[
https://issues.apache.org/jira/browse/HBASE-7709?page=com.atlassian.jira.plugin.system.issuetabpanels:comment-tabpanel&focusedCommentId=13565869#comment-13565869
]
Ian Varley commented on HBASE-7709:
-----------------------------------
Ah, touche. That particular arrangement is still fine (the resulting graph, (B
-> C -> B) -> A, doesn't have any bad cycles. However, you raise a good point;
if you start with:
A -> B -> C
and then later add "C -> B", you'd get:
A -> (B -> C -> B)
which is a bad cycle.

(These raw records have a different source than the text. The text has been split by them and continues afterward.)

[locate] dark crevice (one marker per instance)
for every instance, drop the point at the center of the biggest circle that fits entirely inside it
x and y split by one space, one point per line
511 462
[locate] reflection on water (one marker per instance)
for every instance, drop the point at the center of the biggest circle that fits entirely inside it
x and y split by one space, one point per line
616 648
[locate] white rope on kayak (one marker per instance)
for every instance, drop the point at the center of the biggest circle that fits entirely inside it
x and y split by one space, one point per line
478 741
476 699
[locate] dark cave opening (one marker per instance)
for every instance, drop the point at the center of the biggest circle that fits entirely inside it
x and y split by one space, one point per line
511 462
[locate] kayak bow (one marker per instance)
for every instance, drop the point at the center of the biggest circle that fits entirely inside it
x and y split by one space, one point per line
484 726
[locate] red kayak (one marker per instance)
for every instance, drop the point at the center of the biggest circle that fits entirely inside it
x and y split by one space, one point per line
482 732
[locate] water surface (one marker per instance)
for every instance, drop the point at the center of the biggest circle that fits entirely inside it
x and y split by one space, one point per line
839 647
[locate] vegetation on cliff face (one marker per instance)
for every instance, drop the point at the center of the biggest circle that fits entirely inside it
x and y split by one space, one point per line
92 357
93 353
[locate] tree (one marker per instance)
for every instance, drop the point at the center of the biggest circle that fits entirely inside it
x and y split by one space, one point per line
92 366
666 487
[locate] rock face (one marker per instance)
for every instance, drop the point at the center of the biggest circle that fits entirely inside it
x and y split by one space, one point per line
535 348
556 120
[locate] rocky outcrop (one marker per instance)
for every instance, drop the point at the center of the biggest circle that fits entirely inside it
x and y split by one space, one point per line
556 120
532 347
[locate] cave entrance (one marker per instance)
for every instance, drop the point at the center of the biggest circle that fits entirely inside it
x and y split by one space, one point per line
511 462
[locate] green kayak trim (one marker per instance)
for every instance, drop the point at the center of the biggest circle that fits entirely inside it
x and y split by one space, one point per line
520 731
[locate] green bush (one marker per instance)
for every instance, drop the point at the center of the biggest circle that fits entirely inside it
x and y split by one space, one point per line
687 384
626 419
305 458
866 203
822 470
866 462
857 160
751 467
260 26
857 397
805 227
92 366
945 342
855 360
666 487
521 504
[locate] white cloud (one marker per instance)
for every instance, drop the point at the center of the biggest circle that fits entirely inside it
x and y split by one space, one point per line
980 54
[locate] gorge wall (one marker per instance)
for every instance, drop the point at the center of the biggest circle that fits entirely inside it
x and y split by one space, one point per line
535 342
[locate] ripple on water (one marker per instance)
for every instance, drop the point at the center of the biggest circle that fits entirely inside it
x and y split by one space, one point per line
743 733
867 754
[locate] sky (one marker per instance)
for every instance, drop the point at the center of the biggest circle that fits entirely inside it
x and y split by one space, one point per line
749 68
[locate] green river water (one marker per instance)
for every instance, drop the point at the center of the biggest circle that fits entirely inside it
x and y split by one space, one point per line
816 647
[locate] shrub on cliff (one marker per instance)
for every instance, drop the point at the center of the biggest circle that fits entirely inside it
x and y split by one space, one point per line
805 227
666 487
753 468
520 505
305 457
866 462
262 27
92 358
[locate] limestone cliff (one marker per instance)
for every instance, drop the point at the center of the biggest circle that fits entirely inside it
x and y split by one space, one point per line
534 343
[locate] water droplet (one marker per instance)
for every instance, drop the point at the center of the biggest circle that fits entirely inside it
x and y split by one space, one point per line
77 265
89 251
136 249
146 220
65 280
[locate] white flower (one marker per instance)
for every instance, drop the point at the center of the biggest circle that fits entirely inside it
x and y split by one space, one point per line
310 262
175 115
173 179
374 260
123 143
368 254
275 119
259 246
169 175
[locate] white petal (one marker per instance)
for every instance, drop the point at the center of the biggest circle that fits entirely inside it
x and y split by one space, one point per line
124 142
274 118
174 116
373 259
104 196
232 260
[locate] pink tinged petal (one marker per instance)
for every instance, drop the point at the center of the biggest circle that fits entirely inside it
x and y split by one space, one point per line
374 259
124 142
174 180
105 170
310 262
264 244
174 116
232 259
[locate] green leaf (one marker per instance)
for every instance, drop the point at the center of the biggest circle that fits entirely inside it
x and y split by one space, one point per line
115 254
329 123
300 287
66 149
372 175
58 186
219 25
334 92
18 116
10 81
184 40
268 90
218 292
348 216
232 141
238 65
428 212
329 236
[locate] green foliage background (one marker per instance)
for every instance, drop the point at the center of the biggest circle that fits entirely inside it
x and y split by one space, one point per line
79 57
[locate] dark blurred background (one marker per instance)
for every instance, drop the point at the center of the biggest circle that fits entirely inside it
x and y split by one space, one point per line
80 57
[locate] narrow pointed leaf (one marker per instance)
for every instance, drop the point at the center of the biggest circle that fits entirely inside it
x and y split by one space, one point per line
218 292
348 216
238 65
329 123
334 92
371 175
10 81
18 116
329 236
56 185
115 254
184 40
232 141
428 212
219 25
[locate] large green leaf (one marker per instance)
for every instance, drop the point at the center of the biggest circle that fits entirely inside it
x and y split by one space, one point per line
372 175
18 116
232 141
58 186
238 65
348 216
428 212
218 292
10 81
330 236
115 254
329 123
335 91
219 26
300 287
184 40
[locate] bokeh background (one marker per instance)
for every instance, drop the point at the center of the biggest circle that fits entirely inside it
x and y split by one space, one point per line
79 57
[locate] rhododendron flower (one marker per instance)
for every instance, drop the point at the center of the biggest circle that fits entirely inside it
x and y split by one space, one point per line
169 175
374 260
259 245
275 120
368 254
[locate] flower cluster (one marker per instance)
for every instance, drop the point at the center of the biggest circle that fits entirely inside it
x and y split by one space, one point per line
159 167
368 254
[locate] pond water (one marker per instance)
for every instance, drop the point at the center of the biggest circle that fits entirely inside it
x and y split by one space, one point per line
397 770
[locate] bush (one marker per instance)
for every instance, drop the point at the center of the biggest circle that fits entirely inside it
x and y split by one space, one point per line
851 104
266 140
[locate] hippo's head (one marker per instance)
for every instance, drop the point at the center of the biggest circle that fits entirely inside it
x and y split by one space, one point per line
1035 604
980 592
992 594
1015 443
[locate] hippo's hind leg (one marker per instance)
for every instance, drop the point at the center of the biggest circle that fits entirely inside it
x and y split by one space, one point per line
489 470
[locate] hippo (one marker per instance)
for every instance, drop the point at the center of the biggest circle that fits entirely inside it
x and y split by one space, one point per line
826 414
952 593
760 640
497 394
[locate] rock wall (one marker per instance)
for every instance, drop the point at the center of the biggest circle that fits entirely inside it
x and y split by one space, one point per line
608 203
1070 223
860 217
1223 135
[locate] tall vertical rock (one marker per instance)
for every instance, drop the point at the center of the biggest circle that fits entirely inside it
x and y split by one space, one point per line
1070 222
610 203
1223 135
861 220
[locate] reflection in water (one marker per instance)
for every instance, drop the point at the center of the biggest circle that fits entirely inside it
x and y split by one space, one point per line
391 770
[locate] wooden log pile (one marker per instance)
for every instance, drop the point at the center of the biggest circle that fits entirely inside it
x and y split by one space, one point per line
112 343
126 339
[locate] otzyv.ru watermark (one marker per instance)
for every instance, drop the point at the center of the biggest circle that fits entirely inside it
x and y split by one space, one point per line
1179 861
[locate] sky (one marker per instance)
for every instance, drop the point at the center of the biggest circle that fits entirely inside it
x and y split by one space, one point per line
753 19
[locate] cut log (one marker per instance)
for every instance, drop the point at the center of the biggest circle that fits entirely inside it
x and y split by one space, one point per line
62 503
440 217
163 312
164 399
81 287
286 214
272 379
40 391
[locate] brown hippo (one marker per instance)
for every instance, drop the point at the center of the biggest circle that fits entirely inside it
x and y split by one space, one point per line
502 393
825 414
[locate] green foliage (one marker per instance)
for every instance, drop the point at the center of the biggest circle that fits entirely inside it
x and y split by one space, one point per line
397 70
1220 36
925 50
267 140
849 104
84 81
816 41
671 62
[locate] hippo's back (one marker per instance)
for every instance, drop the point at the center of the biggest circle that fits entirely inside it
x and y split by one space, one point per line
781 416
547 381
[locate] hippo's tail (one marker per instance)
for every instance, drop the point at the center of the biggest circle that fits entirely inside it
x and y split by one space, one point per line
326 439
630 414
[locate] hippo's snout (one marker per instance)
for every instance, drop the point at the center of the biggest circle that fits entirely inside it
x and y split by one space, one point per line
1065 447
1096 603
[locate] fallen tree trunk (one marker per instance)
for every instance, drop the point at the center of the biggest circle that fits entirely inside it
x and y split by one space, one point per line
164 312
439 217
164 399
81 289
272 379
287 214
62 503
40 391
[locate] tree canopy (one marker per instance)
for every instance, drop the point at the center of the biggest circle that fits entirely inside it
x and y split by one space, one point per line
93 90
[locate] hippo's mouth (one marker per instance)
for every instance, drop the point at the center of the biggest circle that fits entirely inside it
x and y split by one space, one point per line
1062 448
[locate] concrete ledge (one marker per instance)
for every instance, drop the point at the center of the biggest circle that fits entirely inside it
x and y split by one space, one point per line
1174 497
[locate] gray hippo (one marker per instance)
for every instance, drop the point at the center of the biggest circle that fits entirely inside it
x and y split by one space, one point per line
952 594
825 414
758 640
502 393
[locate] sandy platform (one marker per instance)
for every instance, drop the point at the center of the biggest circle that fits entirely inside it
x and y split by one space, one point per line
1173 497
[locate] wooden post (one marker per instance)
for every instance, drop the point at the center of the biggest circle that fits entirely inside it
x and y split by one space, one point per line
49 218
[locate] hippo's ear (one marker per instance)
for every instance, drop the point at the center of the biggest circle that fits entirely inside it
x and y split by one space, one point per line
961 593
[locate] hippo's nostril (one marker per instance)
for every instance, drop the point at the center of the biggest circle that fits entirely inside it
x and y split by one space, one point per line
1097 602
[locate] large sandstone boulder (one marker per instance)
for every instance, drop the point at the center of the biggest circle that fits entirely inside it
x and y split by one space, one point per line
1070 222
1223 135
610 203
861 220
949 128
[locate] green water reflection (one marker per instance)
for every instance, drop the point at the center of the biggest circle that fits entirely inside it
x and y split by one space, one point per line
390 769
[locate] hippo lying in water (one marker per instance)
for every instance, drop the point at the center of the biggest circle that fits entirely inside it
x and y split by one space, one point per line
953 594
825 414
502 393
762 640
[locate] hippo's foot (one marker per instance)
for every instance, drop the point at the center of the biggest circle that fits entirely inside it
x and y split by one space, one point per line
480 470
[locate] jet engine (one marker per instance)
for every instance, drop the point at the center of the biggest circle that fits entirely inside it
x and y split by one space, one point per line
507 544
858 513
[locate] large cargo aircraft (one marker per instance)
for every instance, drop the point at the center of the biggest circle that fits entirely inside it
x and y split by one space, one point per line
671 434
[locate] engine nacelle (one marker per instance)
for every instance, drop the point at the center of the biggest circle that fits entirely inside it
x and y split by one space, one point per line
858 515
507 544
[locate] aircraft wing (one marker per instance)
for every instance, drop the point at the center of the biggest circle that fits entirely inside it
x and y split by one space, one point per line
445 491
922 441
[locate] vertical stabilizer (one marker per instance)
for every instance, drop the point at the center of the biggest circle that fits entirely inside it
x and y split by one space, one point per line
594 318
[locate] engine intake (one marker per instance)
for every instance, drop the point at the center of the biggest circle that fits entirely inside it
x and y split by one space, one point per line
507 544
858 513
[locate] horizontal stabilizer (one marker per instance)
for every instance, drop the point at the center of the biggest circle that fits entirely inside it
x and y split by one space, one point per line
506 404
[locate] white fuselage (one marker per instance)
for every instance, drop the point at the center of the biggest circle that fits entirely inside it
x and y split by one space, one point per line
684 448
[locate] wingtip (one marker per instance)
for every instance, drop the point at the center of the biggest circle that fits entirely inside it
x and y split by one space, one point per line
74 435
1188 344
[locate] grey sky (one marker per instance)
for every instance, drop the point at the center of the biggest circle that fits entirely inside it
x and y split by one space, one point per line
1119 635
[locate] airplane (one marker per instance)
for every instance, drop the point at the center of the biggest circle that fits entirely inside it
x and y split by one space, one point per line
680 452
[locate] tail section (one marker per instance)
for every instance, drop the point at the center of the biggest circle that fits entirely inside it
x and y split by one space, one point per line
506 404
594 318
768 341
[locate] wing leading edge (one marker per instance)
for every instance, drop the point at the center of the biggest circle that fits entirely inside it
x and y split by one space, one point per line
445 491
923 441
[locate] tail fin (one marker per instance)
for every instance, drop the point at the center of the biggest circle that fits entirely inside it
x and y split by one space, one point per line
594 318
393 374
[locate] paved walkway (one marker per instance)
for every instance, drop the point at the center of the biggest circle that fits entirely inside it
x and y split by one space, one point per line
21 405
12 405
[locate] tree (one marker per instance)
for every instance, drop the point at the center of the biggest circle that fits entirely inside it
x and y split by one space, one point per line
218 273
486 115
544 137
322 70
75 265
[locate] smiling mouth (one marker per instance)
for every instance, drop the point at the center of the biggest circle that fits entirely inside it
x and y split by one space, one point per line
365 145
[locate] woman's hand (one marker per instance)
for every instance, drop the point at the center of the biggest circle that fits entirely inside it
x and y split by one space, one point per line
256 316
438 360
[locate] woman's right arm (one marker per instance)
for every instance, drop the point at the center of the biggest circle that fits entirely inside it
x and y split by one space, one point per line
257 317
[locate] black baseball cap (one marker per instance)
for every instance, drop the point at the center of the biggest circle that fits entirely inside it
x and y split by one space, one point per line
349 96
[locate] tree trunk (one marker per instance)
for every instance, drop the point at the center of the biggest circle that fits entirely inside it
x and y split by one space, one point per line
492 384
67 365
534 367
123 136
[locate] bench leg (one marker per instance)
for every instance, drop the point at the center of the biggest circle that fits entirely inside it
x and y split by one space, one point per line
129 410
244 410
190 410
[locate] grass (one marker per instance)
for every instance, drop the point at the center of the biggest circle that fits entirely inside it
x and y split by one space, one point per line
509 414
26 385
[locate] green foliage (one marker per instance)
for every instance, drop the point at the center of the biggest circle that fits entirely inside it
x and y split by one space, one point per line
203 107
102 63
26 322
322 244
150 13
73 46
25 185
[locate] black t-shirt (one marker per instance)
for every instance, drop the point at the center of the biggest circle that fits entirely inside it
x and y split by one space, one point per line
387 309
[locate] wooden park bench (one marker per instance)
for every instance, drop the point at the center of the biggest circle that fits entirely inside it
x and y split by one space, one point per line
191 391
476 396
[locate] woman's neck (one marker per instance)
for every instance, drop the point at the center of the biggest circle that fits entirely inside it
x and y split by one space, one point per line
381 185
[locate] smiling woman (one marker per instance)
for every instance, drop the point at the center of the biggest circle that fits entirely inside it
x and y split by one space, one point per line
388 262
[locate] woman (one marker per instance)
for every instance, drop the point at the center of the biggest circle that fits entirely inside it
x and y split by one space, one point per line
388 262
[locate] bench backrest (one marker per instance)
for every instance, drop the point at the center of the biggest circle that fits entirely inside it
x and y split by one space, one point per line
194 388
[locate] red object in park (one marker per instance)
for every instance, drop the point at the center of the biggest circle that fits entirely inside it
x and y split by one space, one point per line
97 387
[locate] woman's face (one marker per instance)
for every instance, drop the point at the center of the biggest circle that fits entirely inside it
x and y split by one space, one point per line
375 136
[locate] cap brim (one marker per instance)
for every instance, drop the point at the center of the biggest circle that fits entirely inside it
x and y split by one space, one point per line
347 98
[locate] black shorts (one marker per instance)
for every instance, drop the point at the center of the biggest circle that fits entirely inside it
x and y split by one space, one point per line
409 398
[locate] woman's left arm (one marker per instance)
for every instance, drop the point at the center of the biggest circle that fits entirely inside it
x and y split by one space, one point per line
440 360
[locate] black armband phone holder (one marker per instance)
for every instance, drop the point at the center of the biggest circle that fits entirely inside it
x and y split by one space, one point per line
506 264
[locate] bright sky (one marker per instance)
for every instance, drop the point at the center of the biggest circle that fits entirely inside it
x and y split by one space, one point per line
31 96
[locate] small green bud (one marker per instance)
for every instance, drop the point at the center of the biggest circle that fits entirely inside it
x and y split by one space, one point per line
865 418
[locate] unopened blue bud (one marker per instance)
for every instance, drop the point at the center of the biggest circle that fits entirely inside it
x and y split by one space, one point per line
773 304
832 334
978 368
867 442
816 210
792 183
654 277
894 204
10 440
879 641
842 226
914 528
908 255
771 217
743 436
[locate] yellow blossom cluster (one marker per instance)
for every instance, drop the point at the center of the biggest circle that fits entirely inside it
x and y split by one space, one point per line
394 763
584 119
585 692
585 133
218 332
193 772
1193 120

And C has no way of knowing about A -> B; as a peer, you
only know who you replicate to, not who replicates to you.
A cluster could keep track of who is replicating TO it; in ReplicationSink, we
could track all the cluster IDs that have ever sent data in, and report that
through the "who do you replicate with" API. So then it would let you build a
full graph, because you get the backwards edges.
Of course, there's still plenty of catches: the race conditions, plus the
possibility that someone is set up to replicate to you, but they just haven't
sent any edits yet.
Meh. With this level of complication, a solution in the direction you're
talking about (adding info to the WAL) might be safer.
> Infinite loop possible in Master/Master replication
> ---------------------------------------------------
>
> Key: HBASE-7709
> URL: https://issues.apache.org/jira/browse/HBASE-7709
> Project: HBase
> Issue Type: Bug
> Components: Replication
> Reporter: Lars Hofhansl
> Fix For: 0.96.0, 0.94.6
>
>
> We just discovered the following scenario:
> # Cluster A and B are setup in master/master replication
> # By accident we had Cluster C replicate to Cluster A.
> Now all edit originating from C will be bouncing between A and B. Forever!
> The reason is that when the edit come in from C the cluster ID is already set
> and won't be reset.
> We have a couple of options here:
> # Optionally only support master/master (not cycles of more than two
> clusters). In that case we can always reset the cluster ID in the
> ReplicationSource. That means that now cycles > 2 will have the data cycle
> forever. This is the only option that requires no changes in the HLog format.
> # Instead of a single cluster id per edit maintain a (unordered) set of
> cluster id that have seen this edit. Then in ReplicationSource we drop any
> edit that the sink has seen already. The is the cleanest approach, but it
> might need a lot of data stored per edit if there are many clusters involved.
> # Maintain a configurable counter of the maximum cycle side we want to
> support. Could default to 10 (even maybe even just). Store a hop-count in the
> WAL and the ReplicationSource increases that hop-count on each hop. If we're
> over the max, just drop the edit.
--
This message is automatically generated by JIRA.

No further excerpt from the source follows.